Ernesto Góchez

Personal information
- Full name: Ernesto Góchez Lovo
- Date of birth: September 14, 1976 (age 49)
- Place of birth: San Salvador, El Salvador
- Height: 1.73 m (5 ft 8 in)
- Position: Midfielder

Team information
- Current team: El Salvador (Administrative Director)

Youth career
- Colegio San Francisco
- 1994–1995: Atlético Marte Reserves

Senior career*
- Years: Team / Apps / (Gls)
- 1995–2001: Atlético Marte
- 2001–2005: FAS
- 2006: Alianza
- 2006: Chalatenango
- 2007–2008: San Salvador FC
- 2008–2009: Águila

International career
- 1999–2004: El Salvador / 18 / (1)

Managerial career
- 2014-2016: El Salvador (Coordinater)
- 2016-2017: Sonsonate (assistant/interim coach)
- 2018: El Salvador under-20
- 2018–2021: El Salvador under-17
- 2021: Atlético Marte (assistant coach)
- 2022: Marte Soyapango
- 2023: FAS (Sporting Director)
- 2024-Present: El Salvador (Administrative Director)

= Ernesto Góchez =

Salvadoran footballer (born 1976)

Ernesto Góchez Lovo (born September 14, 1976) is a former Salvadoran professional footballer.

==Club career==
An attacking midfielder, Góchez's started his professional career at Atlético Marte and it spanned fourteen years while also playing top flight football for C.D. Águila, C.D. FAS, Alianza F.C., C.D. Chalatenango and San Salvador F.C.
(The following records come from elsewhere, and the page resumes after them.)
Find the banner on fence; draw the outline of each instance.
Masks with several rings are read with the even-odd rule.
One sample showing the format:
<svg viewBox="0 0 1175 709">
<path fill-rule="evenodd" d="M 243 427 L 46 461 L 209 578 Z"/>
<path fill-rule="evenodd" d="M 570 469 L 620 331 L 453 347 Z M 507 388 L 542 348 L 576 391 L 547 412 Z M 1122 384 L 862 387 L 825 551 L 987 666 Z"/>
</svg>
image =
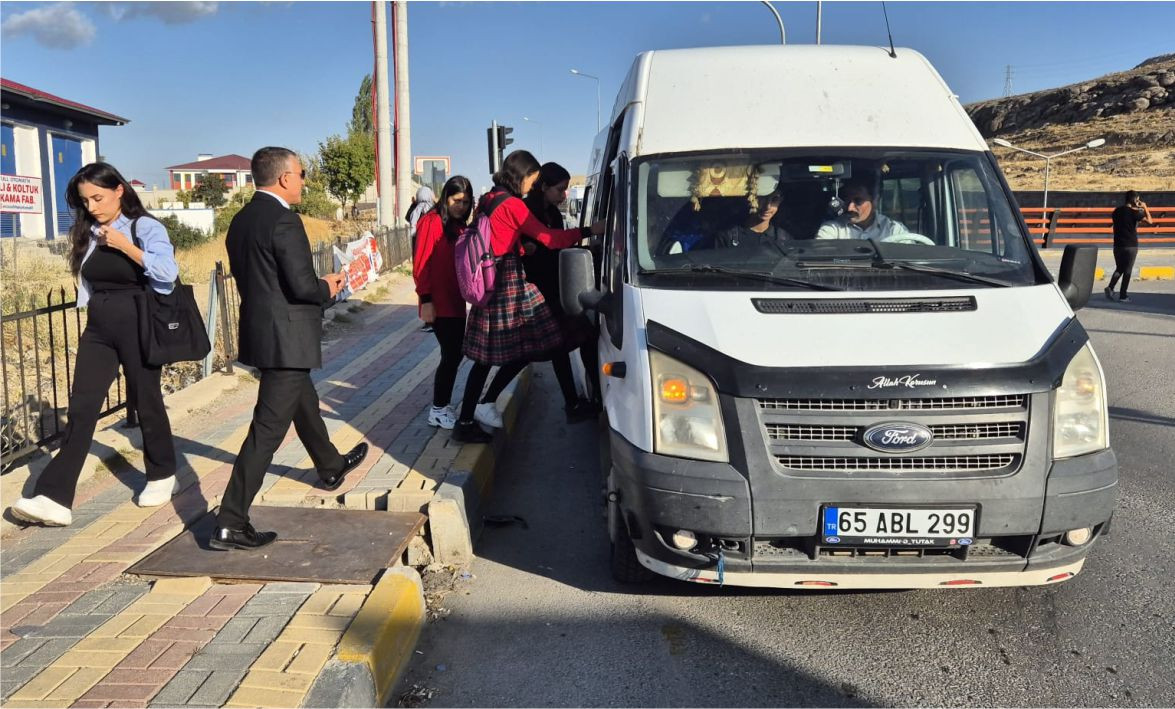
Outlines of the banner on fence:
<svg viewBox="0 0 1175 709">
<path fill-rule="evenodd" d="M 352 293 L 367 287 L 379 275 L 383 267 L 383 256 L 371 232 L 348 242 L 342 248 L 334 247 L 335 270 L 346 276 L 339 300 L 346 300 Z"/>
<path fill-rule="evenodd" d="M 0 212 L 40 214 L 43 201 L 41 178 L 0 175 Z"/>
</svg>

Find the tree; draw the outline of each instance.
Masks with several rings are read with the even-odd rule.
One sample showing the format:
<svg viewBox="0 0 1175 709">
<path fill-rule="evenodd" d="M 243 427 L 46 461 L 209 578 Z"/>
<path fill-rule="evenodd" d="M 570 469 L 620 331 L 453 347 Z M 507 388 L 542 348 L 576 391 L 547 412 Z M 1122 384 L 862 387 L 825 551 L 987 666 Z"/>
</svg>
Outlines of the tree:
<svg viewBox="0 0 1175 709">
<path fill-rule="evenodd" d="M 226 192 L 228 187 L 224 179 L 215 172 L 206 172 L 200 176 L 200 183 L 192 188 L 192 199 L 215 209 L 224 205 Z"/>
<path fill-rule="evenodd" d="M 335 199 L 352 208 L 375 179 L 375 144 L 372 136 L 352 133 L 346 138 L 332 135 L 318 144 L 322 183 Z"/>
<path fill-rule="evenodd" d="M 347 126 L 347 133 L 374 135 L 375 117 L 371 114 L 371 74 L 368 74 L 359 83 L 359 95 L 355 97 L 355 105 L 351 108 L 351 123 Z"/>
<path fill-rule="evenodd" d="M 319 219 L 334 219 L 335 210 L 339 205 L 327 192 L 322 161 L 317 155 L 300 155 L 299 158 L 306 170 L 306 185 L 302 190 L 302 201 L 291 208 L 298 214 Z"/>
</svg>

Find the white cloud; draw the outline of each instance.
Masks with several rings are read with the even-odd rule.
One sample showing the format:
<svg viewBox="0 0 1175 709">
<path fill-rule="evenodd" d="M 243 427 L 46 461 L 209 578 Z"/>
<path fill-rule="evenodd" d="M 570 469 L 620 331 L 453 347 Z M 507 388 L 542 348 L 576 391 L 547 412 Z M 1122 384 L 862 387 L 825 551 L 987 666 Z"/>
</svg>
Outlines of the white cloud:
<svg viewBox="0 0 1175 709">
<path fill-rule="evenodd" d="M 215 15 L 216 2 L 112 2 L 106 11 L 116 20 L 150 17 L 167 25 L 182 25 Z"/>
<path fill-rule="evenodd" d="M 10 15 L 4 21 L 3 36 L 31 36 L 52 49 L 84 47 L 94 39 L 94 23 L 72 3 L 62 2 Z"/>
</svg>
In 2001, Góchez wanted to leave his first club, Atlético Marte, for Águila, only to see his move blocked by Marte who quickly responded by selling him to rivals FAS.

==Coaching career==
Góchez was assistant to Argentinean coach Ramiro Cepeda and reserve team coach at Atlético Marte, until being dismissed in September 2009.

In December 2018, Góchez was confirmed as new coach of the El Salvador under-17.

Gochez was hired as the sporting director FAS on 2023. However due to disagreement with the board and lack of support, he ended up resigning

==International career==
Góchez made his debut for El Salvador in a March 1999 UNCAF Nations Cup match against Honduras and has earned a total of 18 caps, scoring 1 goal. He has represented his country in 3 FIFA World Cup qualification matches and at the 1999 UNCAF Nations Cup

His final international was an August 2004 FIFA World Cup qualification against Panama.

===International goals===
Scores and results list El Salvador's goal tally first.

| # | Date | Venue | Opponent | Score | Result | Competition |
|---|---|---|---|---|---|---|
| 1 | 12 May 2004 | Robertson Stadium, Houston, United States | Haiti | 1–2 | 3–3 | Friendly match |

He currently acts as an official of the El Salvador national under-20 football team.